The second phase of Project Beacon is the implementation of electronic health records (EHR) and is expected to be in SSM’s St. Louis hospitals in 2008. With this new system, doctors and nurses will spend less time getting medical histories and searching for notes from previous visits. All this means less waiting and more convenience for patients.
Dr. Richard Vaughn, the medical director for Project Beacon, says, “The new EHR system will make each patient’s chart electronic and will be immediately available from any location in our system. We don’t have to fax, call or use paper and patients no longer have to carry records from one doctor to another. The electronic records follow the patients,” he says.
Dr. Vaughn says another important feature of electronic health records is the new system will automatically cross check medications against other prescribed drugs. Since drug orders will be done by computer through an online pharmacy, the new system will eliminate hand-written prescriptions that were often illegible he says.
“Project Beacon is having a big impact on improving patient care at SSM,” Dr. Vaughn says. “Doctors in different parts of our hospital system can get an image in minutes and make decisions earlier. Electronic records will be easily accessible to ER doctor’s who need to make fast decisions. All this leads to a decrease in errors and more efficiency to get patients out faster.”

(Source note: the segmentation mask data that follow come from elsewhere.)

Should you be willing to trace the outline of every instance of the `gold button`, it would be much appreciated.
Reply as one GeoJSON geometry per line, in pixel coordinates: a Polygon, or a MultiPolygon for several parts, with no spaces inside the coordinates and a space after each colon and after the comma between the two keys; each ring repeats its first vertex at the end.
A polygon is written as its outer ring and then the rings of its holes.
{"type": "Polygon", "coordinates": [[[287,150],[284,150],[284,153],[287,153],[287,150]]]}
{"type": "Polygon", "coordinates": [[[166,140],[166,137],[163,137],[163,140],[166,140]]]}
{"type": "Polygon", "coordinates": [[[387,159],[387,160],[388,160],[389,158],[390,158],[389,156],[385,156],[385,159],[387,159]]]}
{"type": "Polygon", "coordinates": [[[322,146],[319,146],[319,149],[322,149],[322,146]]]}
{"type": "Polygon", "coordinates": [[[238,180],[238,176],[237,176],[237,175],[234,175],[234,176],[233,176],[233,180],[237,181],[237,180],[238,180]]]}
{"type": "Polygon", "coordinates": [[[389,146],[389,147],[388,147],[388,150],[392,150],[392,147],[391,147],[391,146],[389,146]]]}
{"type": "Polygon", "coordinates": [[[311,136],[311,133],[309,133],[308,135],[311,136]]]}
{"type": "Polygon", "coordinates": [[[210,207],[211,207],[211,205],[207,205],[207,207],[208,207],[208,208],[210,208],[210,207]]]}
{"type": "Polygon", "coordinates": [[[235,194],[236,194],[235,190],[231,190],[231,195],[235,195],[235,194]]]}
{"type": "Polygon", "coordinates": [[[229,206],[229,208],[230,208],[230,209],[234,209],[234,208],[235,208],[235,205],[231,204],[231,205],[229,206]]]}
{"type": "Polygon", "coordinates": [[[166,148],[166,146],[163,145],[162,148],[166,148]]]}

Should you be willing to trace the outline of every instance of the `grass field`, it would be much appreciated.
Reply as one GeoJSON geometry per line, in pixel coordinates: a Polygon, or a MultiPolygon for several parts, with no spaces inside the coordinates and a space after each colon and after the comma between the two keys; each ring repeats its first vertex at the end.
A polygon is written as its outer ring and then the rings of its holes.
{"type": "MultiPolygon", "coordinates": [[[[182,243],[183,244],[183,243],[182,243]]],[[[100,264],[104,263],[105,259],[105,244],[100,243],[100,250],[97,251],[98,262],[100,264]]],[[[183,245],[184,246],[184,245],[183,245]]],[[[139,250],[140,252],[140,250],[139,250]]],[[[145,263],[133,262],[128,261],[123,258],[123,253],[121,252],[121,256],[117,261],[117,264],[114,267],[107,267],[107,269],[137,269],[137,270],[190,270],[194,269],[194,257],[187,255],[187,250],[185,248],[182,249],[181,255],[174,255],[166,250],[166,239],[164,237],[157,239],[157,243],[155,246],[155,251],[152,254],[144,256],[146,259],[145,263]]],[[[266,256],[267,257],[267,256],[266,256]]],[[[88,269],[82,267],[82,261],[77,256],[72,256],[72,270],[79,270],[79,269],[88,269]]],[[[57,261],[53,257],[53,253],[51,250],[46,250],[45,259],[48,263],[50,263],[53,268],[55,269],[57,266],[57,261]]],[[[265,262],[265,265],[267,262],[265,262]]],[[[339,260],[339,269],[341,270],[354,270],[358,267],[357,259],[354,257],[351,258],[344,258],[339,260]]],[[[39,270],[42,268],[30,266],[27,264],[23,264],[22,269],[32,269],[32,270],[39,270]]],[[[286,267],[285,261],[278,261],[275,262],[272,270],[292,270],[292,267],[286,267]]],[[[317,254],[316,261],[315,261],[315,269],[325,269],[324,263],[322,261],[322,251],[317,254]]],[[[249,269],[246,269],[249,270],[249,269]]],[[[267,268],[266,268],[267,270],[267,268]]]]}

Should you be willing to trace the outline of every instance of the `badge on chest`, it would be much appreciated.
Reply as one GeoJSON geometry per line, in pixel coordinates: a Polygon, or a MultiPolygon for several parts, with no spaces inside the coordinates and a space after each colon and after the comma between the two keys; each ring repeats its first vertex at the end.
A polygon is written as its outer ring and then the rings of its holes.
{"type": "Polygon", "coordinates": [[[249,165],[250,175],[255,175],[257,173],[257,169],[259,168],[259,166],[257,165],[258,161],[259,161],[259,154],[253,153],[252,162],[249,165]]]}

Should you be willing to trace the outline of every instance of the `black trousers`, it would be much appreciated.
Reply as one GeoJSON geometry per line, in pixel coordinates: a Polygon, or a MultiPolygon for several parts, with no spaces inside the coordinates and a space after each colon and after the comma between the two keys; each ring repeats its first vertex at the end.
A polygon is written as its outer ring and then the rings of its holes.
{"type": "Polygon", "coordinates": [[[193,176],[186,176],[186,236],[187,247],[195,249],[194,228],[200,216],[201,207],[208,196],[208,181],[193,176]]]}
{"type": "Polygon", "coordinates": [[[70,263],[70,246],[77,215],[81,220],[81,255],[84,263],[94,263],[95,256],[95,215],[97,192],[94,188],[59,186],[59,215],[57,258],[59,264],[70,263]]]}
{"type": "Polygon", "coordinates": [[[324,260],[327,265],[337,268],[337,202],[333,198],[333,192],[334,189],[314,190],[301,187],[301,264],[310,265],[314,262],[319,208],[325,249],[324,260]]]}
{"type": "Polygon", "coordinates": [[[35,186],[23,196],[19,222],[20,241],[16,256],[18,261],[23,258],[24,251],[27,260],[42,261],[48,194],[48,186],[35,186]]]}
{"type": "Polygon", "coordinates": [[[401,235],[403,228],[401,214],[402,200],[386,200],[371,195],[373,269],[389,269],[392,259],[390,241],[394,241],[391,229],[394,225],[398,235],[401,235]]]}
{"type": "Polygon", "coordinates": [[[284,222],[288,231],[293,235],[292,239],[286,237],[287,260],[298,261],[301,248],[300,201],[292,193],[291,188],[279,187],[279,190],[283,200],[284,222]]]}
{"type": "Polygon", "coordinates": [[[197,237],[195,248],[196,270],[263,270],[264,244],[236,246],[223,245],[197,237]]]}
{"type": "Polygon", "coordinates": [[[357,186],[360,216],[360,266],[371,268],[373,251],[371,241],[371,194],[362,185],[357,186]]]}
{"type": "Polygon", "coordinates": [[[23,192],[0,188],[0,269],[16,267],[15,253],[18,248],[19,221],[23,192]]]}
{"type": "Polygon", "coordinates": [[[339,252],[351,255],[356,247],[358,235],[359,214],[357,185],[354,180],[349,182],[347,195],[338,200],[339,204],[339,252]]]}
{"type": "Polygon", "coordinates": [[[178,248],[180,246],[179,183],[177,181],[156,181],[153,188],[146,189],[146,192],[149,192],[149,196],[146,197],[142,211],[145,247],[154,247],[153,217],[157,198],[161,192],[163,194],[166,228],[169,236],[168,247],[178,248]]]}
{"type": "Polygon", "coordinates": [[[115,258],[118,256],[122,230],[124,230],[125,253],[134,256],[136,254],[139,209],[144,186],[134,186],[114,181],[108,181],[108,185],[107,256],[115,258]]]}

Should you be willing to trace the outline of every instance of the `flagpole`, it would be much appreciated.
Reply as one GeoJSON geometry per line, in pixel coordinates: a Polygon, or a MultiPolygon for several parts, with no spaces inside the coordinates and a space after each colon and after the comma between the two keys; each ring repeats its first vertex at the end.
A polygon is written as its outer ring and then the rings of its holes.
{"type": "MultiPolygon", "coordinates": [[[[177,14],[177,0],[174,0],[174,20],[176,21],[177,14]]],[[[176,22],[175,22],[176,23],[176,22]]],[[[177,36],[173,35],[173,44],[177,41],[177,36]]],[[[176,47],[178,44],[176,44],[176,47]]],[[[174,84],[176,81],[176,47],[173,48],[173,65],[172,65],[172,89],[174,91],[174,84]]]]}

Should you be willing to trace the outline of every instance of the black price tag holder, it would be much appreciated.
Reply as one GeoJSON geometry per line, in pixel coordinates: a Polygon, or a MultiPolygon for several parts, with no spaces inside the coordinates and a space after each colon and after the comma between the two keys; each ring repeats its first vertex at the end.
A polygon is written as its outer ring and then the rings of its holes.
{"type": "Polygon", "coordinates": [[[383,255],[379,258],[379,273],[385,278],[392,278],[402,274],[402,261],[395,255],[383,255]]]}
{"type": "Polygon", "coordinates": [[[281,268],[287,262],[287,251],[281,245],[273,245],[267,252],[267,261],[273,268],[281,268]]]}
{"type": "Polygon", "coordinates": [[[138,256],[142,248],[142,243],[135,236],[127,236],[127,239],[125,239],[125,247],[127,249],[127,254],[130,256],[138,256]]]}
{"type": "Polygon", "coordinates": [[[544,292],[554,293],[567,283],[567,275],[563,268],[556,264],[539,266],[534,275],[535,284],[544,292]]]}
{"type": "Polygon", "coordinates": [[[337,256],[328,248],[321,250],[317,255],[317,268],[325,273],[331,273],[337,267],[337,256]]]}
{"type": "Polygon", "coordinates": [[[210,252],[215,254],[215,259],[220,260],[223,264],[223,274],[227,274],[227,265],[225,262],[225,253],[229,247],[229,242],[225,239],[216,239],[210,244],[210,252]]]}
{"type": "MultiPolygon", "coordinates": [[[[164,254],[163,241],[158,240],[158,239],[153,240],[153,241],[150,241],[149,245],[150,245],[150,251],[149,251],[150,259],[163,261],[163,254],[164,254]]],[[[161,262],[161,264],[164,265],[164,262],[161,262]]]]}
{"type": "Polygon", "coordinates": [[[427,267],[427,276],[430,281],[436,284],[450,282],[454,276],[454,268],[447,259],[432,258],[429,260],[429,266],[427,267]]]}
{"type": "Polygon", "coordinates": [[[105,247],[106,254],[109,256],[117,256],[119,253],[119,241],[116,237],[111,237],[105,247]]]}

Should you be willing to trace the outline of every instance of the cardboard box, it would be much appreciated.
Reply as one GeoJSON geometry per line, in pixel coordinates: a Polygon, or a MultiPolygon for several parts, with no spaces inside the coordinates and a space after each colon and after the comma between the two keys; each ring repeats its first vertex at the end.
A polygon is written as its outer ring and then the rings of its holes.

Heart patients are certainly benefiting from the remote technology program at Barnes-Jewish Hospital. New technology allows cardiologists to remotely monitor heart failure patients with implanted devices who require frequent monitoring for weight, blood pressure and other vital signs. Other systems allow patients to “key in” information using a telephone that is made available to the managing physician.
For example, Gregory Ewald, MD, Washington University cardiologist at Barnes-Jewish Hospital, uses a program called “Latitude” to monitor some of his heart failure patients.
Many implantable cardioverter defibrillators (ICDs), used to shock a patient’s heart back into rhythm, also include a remote monitoring system that wirelessly sends a patient’s information to their cardiologist securely over the Internet. The physician is alerted if there is a significant change in a patient’s status.
“This clinical information is important for us because it allows us to focus on those patients who need additional attention,” says Dr. Ewald. “If the patient’s weight goes up over a couple of days, it represents water retention and a medication adjustment or office visit may be beneficial.”
Every time a patient stands on the scale and records their blood pressure, that information is beamed back to a website where Dr. Ewald and his team can access that information daily. The system also monitors the status of the device to make sure it is functioning properly. “It allows patients who live far away from the medical center to travel less frequently and it allows us to closely monitor their health,” says Dr. Ewald.
With new remote patient care technology, medical decisions now don’t have to be made in one place. By eliminating film and paper, and moving to digital and electronic formats, telemedicine saves time and lives.